15 Fev, 2023

Cancro pediátrico. “Os progressos no diagnóstico e tratamentos permitiram-nos atingir cerca de 80% de sobreviventes”

Hoje assinala-se o Dia Internacional da Criança com Cancro. Ao SaúdeOnline, Ana Maia Ferreira, diretora do Serviço de Pediatria do IPO Porto, fala-nos dos cancros pediátricos mais comuns e dos sobreviventes.

Quais são os principais cancros que afetam os mais novos?

São as leucemias, os linfomas e os tumores do Sistema Nervoso Central.

O número de sobreviventes é cada vez maior?

Sim, sem dúvida, sobretudo se se tiver em conta o que temos evoluído nos últimos 30 anos. O cancro é a primeira causa de morte não acidental nesta população,  mas os progressos ao nível do diagnóstico e dos tratamentos permitiram-nos atingir, atualmente, cerca de 80% de sobreviventes.

Como se faz a gestão de tudo o que está associado ao diagnóstico e tratamento na idade pediátrica?

Nos casos em que vai ser necessária uma abordagem mais longa contamos sempre com o apoio de uma equipa multidisciplinar: médicos, enfermeiros, psicóloga, nutricionista, assistente social e equipa educativa – quando o diagnóstico surge em idade escolar.
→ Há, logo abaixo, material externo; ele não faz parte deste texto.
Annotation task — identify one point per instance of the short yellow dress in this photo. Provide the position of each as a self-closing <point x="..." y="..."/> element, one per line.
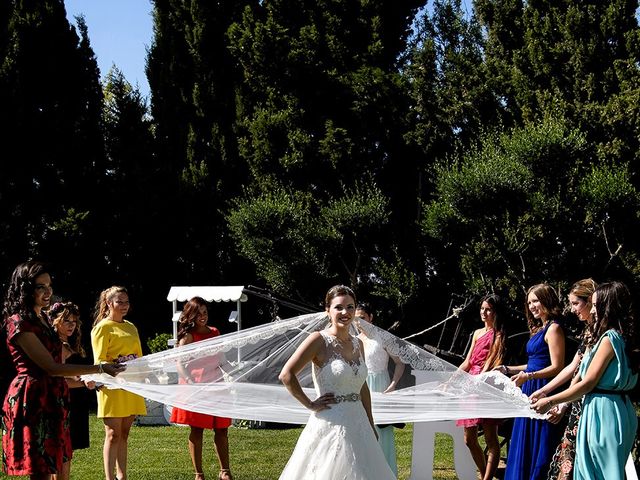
<point x="116" y="342"/>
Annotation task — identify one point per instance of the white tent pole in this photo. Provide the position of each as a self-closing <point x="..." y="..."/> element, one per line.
<point x="175" y="324"/>
<point x="239" y="321"/>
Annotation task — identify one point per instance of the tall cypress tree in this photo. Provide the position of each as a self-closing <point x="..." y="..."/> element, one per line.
<point x="193" y="80"/>
<point x="50" y="122"/>
<point x="323" y="109"/>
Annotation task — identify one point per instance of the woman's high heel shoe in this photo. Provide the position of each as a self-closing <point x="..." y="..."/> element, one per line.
<point x="225" y="474"/>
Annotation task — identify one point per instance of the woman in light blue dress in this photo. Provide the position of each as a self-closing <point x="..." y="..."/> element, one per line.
<point x="608" y="373"/>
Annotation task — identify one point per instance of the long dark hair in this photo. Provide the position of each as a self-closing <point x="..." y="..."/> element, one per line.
<point x="338" y="291"/>
<point x="60" y="312"/>
<point x="614" y="309"/>
<point x="498" y="346"/>
<point x="189" y="315"/>
<point x="20" y="297"/>
<point x="549" y="302"/>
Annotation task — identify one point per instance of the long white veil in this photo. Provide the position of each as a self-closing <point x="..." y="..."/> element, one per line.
<point x="239" y="379"/>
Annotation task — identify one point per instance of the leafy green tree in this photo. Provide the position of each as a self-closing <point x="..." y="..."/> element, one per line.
<point x="527" y="207"/>
<point x="571" y="58"/>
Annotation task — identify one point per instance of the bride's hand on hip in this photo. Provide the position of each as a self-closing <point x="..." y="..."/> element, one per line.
<point x="322" y="402"/>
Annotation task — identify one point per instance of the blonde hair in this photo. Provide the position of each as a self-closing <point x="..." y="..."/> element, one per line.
<point x="101" y="310"/>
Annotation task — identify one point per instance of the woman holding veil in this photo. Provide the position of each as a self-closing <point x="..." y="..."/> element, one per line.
<point x="339" y="440"/>
<point x="193" y="328"/>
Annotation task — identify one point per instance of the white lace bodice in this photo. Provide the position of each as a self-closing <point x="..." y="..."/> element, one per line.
<point x="338" y="375"/>
<point x="375" y="356"/>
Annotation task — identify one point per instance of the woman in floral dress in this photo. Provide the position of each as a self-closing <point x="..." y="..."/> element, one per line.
<point x="35" y="428"/>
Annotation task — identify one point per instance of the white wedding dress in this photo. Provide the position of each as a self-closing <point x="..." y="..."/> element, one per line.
<point x="338" y="443"/>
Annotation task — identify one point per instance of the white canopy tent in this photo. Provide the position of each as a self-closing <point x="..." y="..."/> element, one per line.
<point x="210" y="294"/>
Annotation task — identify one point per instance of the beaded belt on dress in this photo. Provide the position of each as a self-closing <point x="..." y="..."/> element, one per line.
<point x="349" y="397"/>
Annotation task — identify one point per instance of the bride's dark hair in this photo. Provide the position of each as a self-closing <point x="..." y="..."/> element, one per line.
<point x="338" y="291"/>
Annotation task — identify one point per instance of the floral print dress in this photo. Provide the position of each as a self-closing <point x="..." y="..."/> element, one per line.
<point x="562" y="463"/>
<point x="35" y="428"/>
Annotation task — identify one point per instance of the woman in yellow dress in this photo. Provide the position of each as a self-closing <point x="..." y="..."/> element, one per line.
<point x="115" y="339"/>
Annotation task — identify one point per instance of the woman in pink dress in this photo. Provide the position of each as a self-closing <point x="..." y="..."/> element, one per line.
<point x="193" y="328"/>
<point x="487" y="350"/>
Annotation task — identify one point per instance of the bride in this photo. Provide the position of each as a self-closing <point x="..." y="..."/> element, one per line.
<point x="339" y="440"/>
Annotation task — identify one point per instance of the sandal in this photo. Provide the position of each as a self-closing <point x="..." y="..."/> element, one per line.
<point x="225" y="474"/>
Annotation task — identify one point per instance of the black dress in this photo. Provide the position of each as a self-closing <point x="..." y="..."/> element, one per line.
<point x="79" y="409"/>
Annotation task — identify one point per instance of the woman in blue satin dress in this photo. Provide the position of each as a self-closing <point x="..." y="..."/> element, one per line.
<point x="608" y="374"/>
<point x="533" y="441"/>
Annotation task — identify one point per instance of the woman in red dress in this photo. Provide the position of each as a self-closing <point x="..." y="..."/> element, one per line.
<point x="35" y="425"/>
<point x="193" y="328"/>
<point x="487" y="350"/>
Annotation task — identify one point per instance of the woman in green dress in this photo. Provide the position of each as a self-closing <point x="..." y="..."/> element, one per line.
<point x="608" y="373"/>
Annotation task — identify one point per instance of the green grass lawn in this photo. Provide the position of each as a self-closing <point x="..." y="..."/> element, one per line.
<point x="161" y="453"/>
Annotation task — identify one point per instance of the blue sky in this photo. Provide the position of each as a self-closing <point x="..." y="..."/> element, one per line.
<point x="120" y="32"/>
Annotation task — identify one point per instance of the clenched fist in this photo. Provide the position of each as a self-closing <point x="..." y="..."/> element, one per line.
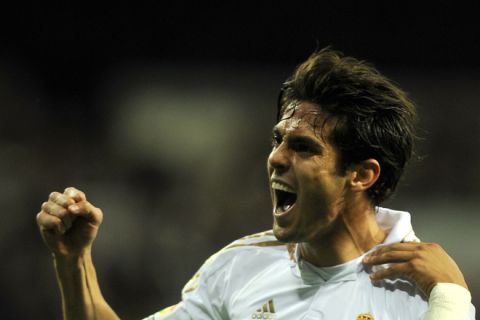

Obviamente, cada caso é diferente e vamos estando atentos a possíveis ajustes na nossa intervenção. A família é parte integrante, inevitavelmente, e também tem a nossa ajuda. Por exemplo, pode ser necessário encaminhar os pais para uma consulta de Psiquiatria de Adultos por dificuldades em dormir ou porque precisam de apoio farmacológico.

“É preciso respeitar a sua vontade, não se pode transmitir mais do que aquilo que eles querem e conseguem ouvir”

E como é que se consegue comunicar um diagnóstico destes a uma criança ou a um jovem?

É sempre um momento difícil… A informação tem que ser muito concreta, porque inicialmente é essencial correr contra o tempo, realizando vários exames complementares de diagnóstico para se caraterizar a doença, para se saber qual o estadio… Explicamos sempre aos pais, às crianças (quando já entendem, obviamente) e aos jovens o que vamos fazer. Aos mais pequenos, que ainda não têm bem noção das coisas, cingimo-nos mais a explicar cada procedimento. No caso específico do adolescente, dão-se indicações concretas sobre o que vai acontecer numa primeira fase, deixando-o escolher se quer saber mais ou não. É preciso respeitar a sua vontade, não se pode transmitir mais do que aquilo que eles querem e conseguem ouvir. Cada um tem o seu tempo próprio. Não se pode esquecer que nos primeiros dias, por causa do choque, muitas informações vão-se perder e nesse caso ter-se-á que repetir.

“Pode haver sequelas visíveis, como amputações, mas também têm maior probabilidade de uma nova neoplasia, por causa da quimioterapia, e de problemas cardíacos”

Relativamente aos sobreviventes, quais são as sequelas e complicações mais comuns?

Vai depender do tratamento. Obviamente, psicologicamente existe sempre o impacto de que se teve uma doença oncológica. Mesmo quando são bebés, vão acabar por saber. Pode haver sequelas visíveis, como amputações, mas também têm maior probabilidade de uma nova neoplasia, por causa da quimioterapia, e de problemas cardíacos. É preciso haver vigilância. A Oncologia Pediátrica faz o acompanhamento até 10 anos após terminar o tratamento. A partir daí, a referenciação terá por base as sequelas. Não havendo nada em particular ao fim desses 10 anos, damos todas as indicações necessárias para que o médico de família saiba quais os rastreios a realizar.

O que pensa do surgimento de grupos de sobreviventes de cancro pediátrico?

São pessoas que tiveram a doença e que vão ajudar as crianças e os jovens que estão em tratamento. Todo o apoio da sociedade civil é muito importante para os doentes e até mesmo para a Oncologia Pediátrica.

No futuro, o que espera da Oncologia Pediátrica?

Manter o trabalho que fazemos, com qualidade, e melhorar sempre que possível. Obviamente, é preciso estar também atento aos avanços que vão surgindo na Medicina Personalizada. Terapêuticas dirigidas são essenciais na sobrevivência.